Pediatric reference intervals are the range of normal test values appropriate for the age, stage of development, ethnicity, and gender of a child. They are essential for interpreting test results accurately; without them, children are at risk for misdiagnosis and inappropriate or even harmful medical care.
Khosrow Adeli, PhD, and Mary Kathryn Bohn, a PhD candidate, both of The Hospital for Sick Children in Toronto, wanted to determine pediatric reference intervals for both hs-cTnI and NT-proBNP. They analyzed approximately 200 blood samples from healthy pediatric patients, ranging in age from newborn to 18 years old, using an hs-cTnI test and an NT-proBNP test made by the same diagnostic manufacturer.
Based on the results of their analysis, the researchers followed the Clinical and Laboratory Standards Institute EP-28A3c guidelines to determine reference limits at the 2.5th, 97.5th, and 99th percentiles.
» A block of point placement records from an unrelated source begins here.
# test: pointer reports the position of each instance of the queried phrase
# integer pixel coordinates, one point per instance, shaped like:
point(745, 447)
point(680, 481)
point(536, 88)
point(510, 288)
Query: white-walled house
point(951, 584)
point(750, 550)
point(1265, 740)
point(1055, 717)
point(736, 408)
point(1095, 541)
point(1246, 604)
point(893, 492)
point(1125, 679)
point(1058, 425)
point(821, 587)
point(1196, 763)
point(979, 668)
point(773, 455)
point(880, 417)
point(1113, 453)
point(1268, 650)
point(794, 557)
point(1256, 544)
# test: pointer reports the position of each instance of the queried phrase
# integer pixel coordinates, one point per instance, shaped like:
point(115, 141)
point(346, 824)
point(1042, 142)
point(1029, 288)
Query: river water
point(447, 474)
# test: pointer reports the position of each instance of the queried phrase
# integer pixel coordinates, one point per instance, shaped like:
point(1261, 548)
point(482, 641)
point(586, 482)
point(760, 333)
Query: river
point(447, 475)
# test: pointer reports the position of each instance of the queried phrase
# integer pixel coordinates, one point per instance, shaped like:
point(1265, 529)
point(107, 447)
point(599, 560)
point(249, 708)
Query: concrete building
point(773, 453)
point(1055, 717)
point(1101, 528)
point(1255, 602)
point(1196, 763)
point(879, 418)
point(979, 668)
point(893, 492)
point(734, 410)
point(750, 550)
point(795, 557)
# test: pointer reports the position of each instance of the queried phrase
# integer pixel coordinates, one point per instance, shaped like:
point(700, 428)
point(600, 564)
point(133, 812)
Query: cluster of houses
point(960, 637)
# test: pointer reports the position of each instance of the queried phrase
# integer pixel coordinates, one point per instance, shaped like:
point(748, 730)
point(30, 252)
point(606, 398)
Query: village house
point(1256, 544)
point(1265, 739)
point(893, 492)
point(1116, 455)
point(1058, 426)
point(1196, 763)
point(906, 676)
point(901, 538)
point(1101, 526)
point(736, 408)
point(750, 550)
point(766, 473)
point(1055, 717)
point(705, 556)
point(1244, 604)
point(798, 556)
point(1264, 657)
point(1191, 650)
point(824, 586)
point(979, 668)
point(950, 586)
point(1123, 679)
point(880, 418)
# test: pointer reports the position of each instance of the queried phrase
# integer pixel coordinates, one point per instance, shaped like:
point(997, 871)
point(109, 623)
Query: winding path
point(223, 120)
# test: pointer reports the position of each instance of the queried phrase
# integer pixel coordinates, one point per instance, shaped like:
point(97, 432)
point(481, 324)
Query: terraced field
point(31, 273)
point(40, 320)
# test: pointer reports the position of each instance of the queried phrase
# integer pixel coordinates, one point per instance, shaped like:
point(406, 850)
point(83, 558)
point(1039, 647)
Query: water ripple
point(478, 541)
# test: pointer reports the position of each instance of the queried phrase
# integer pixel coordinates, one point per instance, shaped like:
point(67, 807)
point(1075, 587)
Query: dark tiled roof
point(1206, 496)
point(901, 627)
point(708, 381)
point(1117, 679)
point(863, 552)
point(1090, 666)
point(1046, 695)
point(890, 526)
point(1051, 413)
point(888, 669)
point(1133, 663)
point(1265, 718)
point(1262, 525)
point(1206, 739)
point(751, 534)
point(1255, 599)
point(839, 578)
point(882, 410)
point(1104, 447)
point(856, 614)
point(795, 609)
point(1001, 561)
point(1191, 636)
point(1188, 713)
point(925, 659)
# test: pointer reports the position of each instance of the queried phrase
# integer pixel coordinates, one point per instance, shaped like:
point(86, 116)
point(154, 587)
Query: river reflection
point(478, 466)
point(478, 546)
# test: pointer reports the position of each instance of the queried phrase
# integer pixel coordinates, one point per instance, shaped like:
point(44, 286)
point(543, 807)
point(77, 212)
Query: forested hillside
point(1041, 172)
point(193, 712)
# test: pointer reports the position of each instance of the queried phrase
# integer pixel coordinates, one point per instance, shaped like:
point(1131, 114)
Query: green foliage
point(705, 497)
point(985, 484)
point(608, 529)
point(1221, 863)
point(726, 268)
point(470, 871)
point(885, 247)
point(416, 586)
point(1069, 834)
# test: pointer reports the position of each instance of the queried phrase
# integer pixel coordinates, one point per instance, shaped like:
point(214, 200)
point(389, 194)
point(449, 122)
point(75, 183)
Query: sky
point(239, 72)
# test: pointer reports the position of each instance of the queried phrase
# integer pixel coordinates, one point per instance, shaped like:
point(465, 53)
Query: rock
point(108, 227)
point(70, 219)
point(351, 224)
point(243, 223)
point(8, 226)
Significantly, according to AACC, Adeli and Bohn found that blood concentrations of both hs-cTnI and NT-proBNP are substantially elevated in newborns, with 99th percentiles of 55.8 ng/L and 1,785 ng/L, respectively.
Therefore, test results for hs-cTnI and NT-proBNP that don’t surpass these levels are normal in newborns, while such high results in adults indicate cardiovascular disease.
The finding could prevent the misdiagnosis of heart issues in newborns, and underscores why pediatric reference intervals are so critical for these tests, AACC added.